Tina then pointed to Steve and he could almost feel that jab on his chest. “You, minuteman. I have no problem with the fact that you weren’t a raging bull. I enjoyed everything up to that point and was kind of expecting it.”
Steve didn’t know whether to smile or not.
“What I wasn’t expecting,” Tina continued and then the tone of her voice lowered, softened, “..was for you to come up with some lame excuse about it.”
Tina lowered her head. “Not everyone is some sort of piston and the ones that are, are the ones that like to hurt you with it.”
This was a rather sudden turn, not what anyone expected. Peter had looked up. Steve fell very silent and felt very guilty and couldn’t understand why. Then again, there was very little that Steve did understand about someone he barely knew, but had slept with.

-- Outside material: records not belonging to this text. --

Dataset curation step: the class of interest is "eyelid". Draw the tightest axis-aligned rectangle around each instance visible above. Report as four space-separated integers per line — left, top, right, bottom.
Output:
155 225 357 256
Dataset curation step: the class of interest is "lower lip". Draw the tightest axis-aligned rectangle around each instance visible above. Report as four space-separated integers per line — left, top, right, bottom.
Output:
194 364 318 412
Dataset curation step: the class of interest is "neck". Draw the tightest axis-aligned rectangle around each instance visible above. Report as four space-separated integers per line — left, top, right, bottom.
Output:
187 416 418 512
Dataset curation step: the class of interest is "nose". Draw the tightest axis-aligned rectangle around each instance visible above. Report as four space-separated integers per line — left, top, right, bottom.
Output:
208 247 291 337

But Peter caught on, regrettably, recognizing the tone in Tina’s voice, and it was one that he had not heard often. Instead of leaving it up to her, which had always been, Peter assumed, a bit harder than other things, he gave Steve a reason. “Tina’s first time,” Peter stopped, looked towards Tina for affirmation, or a sign for him not to continue. There was none, which meant, knowing Tina, it was okay, he could talk about this. “She was about seventeen and a little drunk. It was a house party and no, we were all really smashed and there was this guy there, a senior who had quite a rep and well, Tina wanted to find out…”

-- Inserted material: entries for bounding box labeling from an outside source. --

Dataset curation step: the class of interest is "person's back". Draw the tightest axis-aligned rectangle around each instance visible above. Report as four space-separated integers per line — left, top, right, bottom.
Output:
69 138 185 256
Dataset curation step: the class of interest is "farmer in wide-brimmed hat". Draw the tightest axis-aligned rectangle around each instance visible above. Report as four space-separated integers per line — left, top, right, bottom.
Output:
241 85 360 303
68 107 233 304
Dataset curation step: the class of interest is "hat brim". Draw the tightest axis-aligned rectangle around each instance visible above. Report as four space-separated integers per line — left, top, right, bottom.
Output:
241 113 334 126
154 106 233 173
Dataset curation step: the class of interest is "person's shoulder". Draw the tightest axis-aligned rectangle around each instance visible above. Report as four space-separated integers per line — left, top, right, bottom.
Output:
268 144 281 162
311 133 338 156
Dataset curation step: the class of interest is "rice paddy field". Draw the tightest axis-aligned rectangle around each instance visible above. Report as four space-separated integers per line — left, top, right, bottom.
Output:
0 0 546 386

Peter looked at Tina and Tina nodded her head, but she remained silent, looking far off, past the corner of the living room.
“I walked in on them. She was missing for an hour or so and I got worried. I didn’t really know her then, I was going out with this girl, Suzanne, but it was my house.” Peter paused, glanced at Tina, then looked straight at Steve. “He was raping her. He said he wasn’t, but she couldn’t have let him… I mean it looked like he was practically strangling her, pinning her arms, pinning her. I tried to stop it and he decked me.” Peter laughed halfheartedly, exhausted just by the retelling, “I introduced Tina to one of my closest friends and he raped her…”
Tina straightened her back and whispered, turning both Peter and Steve’s heads. “He tossed me a nickel on his way out.”
Peter looked at Tina and his eyes were wet.
Steve bowed his head and ran his fingers through his hair. “oh..shit…”
They stayed where they were, breathing in that quiet way that people do at funerals, or during moments of silence, the room quieter than it would have been if it had been empty. Then Tina slid off the table and walked to Peter, taking hold of his arm, then turned and stood in front of Steve, her other hand outstretched. “Nice place, but it’s a bit stuffy. Let’s go for some fresh air.”